The shiny, shiny at its core has always been event driven async, so I don't mean that. But we've updated our documentation for promises and for extended tasks so that users who want to run their own async code can do so via mirai in an event driven fashion. We've also added async file watcher to shiny so that when you're developing an app and you change files, then that will cause the shiny app to auto reload.
With Plumber, you've always been able to use mirai with Plumber, but with Plumber 2, which is under development, we've implemented async at its core. So there's a nice at async decorator tag that you can apply to your functions to automatically turn those to use event driven async with mirai.
Now, if we look at the bottom row, we have httr2, our HTTP client.
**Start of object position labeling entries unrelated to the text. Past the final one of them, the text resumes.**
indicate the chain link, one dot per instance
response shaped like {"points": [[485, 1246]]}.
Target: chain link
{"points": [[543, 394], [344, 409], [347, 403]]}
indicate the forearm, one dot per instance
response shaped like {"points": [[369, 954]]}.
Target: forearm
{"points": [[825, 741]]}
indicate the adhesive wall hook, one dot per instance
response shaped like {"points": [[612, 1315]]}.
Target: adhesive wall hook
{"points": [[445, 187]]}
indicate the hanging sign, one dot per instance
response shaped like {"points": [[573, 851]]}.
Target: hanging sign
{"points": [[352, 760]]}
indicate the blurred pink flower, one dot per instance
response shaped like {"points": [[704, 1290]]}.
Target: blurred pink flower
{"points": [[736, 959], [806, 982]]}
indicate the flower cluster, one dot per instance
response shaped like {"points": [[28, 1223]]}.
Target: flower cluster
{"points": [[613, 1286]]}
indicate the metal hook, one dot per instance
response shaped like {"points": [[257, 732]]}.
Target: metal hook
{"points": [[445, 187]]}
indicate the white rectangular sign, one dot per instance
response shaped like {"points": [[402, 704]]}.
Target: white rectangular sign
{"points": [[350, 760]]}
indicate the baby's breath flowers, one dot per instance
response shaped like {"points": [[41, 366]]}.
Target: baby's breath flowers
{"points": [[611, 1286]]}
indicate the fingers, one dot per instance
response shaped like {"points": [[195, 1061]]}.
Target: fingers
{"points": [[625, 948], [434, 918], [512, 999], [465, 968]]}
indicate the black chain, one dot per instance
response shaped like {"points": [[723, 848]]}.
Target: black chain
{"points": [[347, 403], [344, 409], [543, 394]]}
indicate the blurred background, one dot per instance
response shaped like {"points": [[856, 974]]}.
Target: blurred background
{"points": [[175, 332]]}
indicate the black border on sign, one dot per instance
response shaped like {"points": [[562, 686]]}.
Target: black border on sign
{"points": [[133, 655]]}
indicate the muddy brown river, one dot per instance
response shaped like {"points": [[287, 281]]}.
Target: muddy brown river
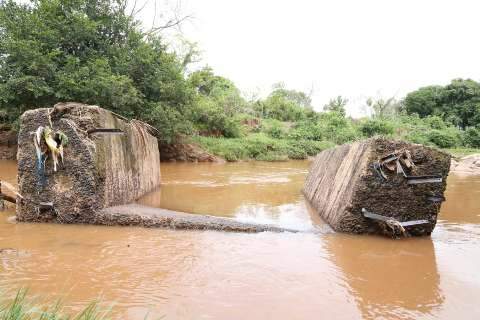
{"points": [[214, 275]]}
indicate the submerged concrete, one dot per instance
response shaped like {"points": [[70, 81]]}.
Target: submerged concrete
{"points": [[138, 215], [343, 184], [466, 166], [99, 169]]}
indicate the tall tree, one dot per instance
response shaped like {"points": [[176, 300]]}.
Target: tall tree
{"points": [[90, 51]]}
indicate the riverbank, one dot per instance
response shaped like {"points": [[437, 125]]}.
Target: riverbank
{"points": [[22, 307]]}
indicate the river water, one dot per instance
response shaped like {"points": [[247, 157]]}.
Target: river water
{"points": [[214, 275]]}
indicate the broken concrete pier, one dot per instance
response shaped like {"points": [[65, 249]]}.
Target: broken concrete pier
{"points": [[83, 164], [107, 161], [379, 186]]}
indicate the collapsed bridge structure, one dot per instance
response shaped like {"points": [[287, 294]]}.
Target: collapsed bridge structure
{"points": [[379, 186], [84, 164], [107, 161]]}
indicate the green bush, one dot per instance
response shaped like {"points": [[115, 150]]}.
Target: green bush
{"points": [[372, 127], [444, 138], [274, 128], [472, 137], [261, 147]]}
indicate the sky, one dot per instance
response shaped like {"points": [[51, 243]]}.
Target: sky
{"points": [[357, 49]]}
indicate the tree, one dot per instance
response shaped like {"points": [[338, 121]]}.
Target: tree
{"points": [[384, 107], [337, 104], [90, 51], [457, 102]]}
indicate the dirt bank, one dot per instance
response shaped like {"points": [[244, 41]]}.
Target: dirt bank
{"points": [[184, 151], [8, 144], [385, 179], [469, 165], [107, 161], [138, 215]]}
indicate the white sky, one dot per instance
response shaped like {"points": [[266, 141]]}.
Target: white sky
{"points": [[351, 48]]}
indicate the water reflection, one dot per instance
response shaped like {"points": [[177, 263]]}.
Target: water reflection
{"points": [[389, 279], [251, 191], [214, 275]]}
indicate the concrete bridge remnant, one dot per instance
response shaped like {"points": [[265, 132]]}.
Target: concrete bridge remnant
{"points": [[101, 160], [379, 186]]}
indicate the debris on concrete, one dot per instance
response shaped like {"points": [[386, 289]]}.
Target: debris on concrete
{"points": [[379, 186], [138, 215], [69, 169], [466, 166]]}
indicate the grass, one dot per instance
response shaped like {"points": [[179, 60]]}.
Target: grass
{"points": [[462, 152], [259, 146], [21, 308]]}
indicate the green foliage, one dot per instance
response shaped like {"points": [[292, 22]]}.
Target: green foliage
{"points": [[373, 127], [444, 138], [472, 137], [261, 147], [383, 108], [457, 102], [337, 105], [284, 105], [89, 51], [19, 308], [274, 128]]}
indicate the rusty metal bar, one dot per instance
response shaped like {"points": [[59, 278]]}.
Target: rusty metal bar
{"points": [[423, 179], [45, 205], [378, 217], [113, 131]]}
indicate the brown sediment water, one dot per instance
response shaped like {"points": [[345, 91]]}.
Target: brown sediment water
{"points": [[216, 275]]}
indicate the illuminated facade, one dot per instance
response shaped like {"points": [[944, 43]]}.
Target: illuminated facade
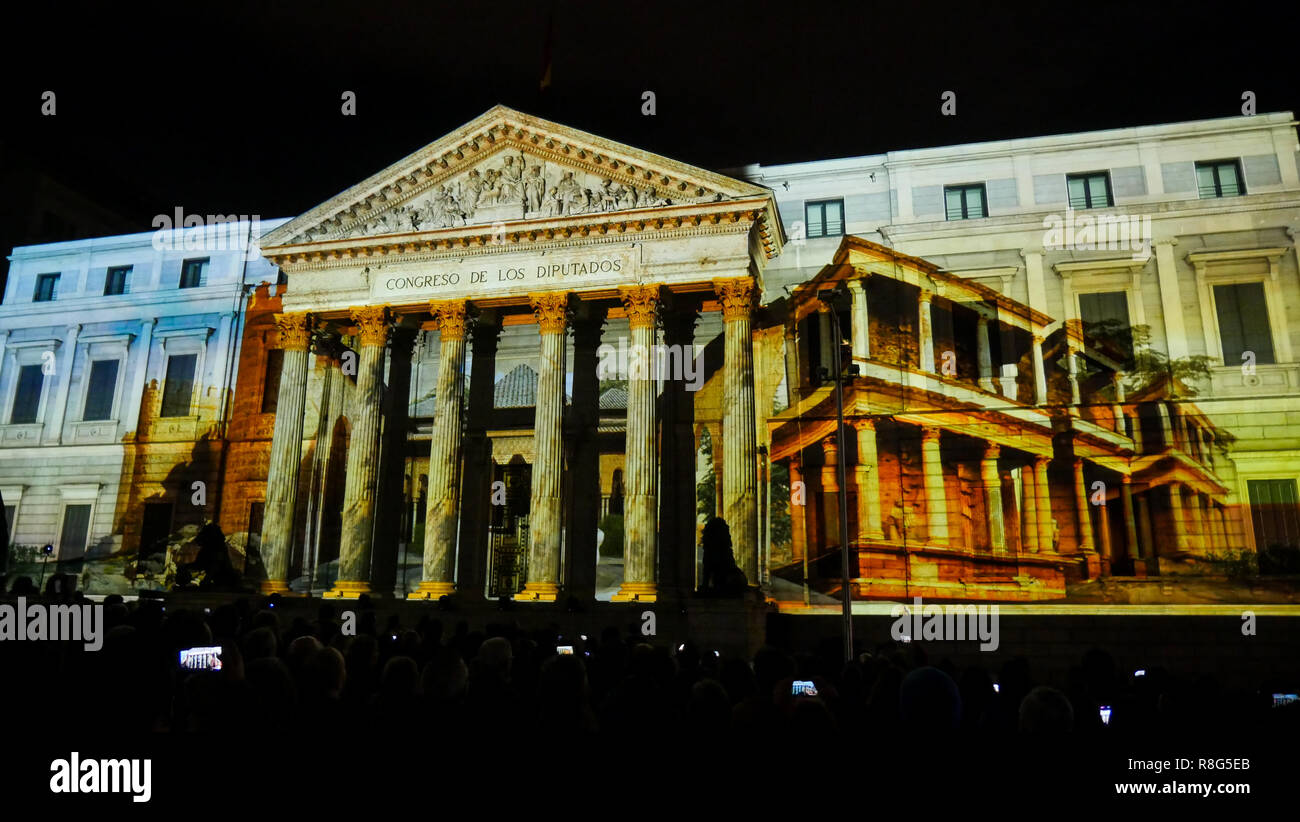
{"points": [[1074, 360]]}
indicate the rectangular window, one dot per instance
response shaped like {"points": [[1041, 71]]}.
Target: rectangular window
{"points": [[256, 510], [1243, 315], [1105, 319], [26, 398], [115, 282], [271, 380], [46, 288], [191, 273], [966, 202], [178, 389], [72, 539], [100, 390], [1275, 513], [1220, 178], [824, 217], [1091, 190]]}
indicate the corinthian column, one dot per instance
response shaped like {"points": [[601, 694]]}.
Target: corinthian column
{"points": [[545, 515], [640, 509], [740, 457], [363, 453], [442, 510], [286, 446], [936, 493], [867, 481]]}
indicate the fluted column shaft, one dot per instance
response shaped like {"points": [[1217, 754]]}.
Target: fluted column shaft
{"points": [[546, 506], [869, 481], [286, 453], [1080, 497], [984, 354], [1040, 375], [936, 493], [1126, 497], [442, 511], [926, 332], [1032, 540], [740, 457], [363, 455], [640, 507], [992, 481], [1043, 488]]}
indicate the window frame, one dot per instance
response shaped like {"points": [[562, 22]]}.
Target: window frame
{"points": [[1214, 167], [822, 204], [53, 290], [965, 187], [203, 269], [1087, 190], [126, 280]]}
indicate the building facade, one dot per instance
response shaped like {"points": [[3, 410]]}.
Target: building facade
{"points": [[116, 360], [1073, 358]]}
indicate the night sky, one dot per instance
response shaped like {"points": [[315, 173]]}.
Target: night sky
{"points": [[234, 107]]}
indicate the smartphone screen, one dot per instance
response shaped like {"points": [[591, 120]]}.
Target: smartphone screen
{"points": [[202, 658]]}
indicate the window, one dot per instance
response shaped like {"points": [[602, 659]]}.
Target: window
{"points": [[1105, 319], [966, 202], [256, 511], [271, 380], [824, 219], [1091, 190], [73, 536], [1274, 513], [46, 286], [1243, 318], [178, 389], [26, 398], [100, 390], [1220, 178], [191, 273], [115, 282]]}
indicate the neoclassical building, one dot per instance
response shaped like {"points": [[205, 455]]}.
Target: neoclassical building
{"points": [[515, 223]]}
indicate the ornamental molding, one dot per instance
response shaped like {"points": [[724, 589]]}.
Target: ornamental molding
{"points": [[507, 167]]}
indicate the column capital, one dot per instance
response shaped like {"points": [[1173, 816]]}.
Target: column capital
{"points": [[372, 324], [641, 303], [450, 315], [295, 331], [551, 311], [736, 295]]}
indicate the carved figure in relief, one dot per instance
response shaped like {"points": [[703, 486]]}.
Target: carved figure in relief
{"points": [[511, 181], [571, 195], [551, 203], [534, 189], [471, 191]]}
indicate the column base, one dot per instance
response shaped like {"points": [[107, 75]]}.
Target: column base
{"points": [[432, 591], [346, 591], [636, 592], [538, 592]]}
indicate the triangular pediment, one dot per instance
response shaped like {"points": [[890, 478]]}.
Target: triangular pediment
{"points": [[507, 167]]}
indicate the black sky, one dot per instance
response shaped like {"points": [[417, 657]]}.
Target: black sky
{"points": [[234, 107]]}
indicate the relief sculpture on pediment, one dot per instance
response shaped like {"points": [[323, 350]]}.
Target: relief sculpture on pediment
{"points": [[512, 189]]}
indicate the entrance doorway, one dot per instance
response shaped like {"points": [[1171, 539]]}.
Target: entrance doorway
{"points": [[507, 557]]}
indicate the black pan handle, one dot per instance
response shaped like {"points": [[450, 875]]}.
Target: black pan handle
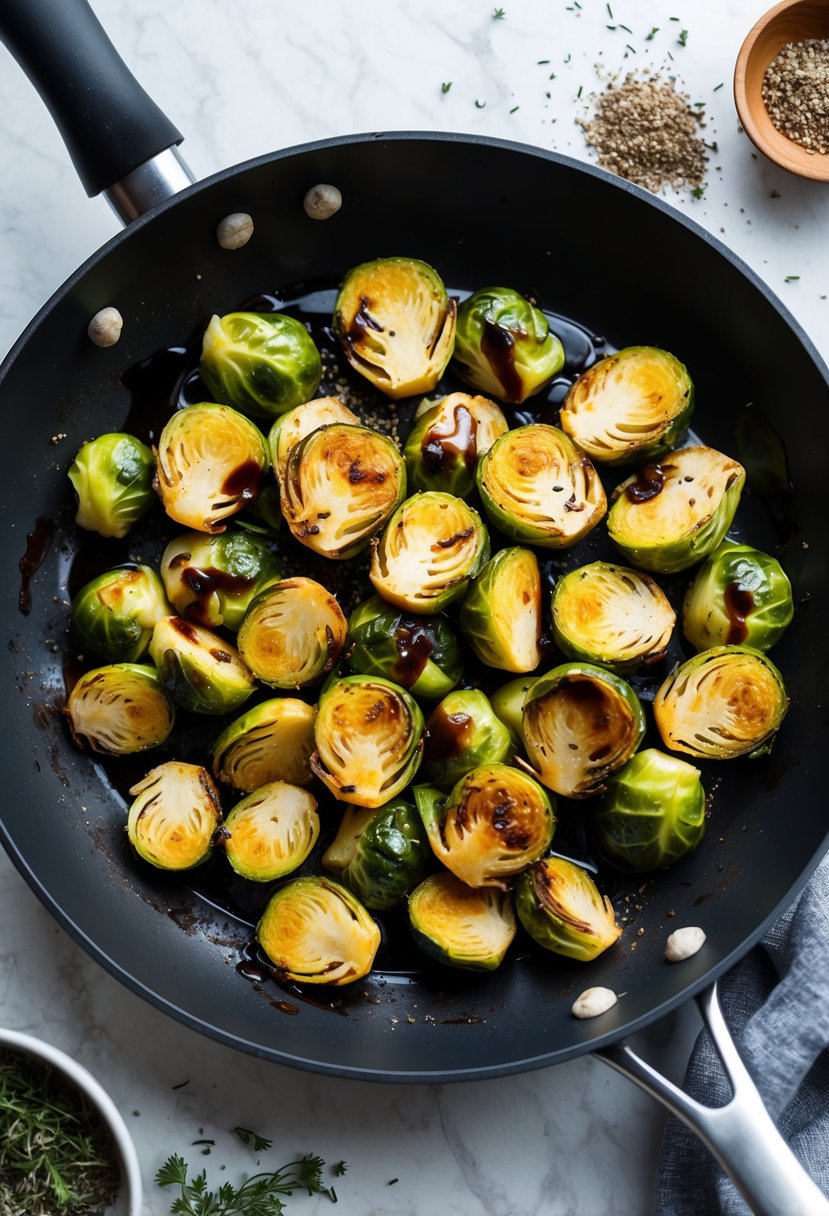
{"points": [[108, 123]]}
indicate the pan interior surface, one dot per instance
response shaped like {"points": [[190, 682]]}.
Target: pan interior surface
{"points": [[622, 270]]}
We have ellmer, our LLM client, and we have ShinyChat and MCP tools packages for interacting with LLMs. They have all been upgraded to use event driven async.
Going back to the top row, Purr has integrated with mirai to provide it with parallel map. We're working on a future edition for long running operations, which we're looking to make async. Tidy Models as well is using mirai to parallelize model runs. Again, in the future, there is potential to make some of those operations async.
And that's all I have time for to share with you today. We're really glad at Posit to be working on making async more advanced and easier to use for everyone. And I'm just really happy to share with you that we now have push notifications in R. Thank you.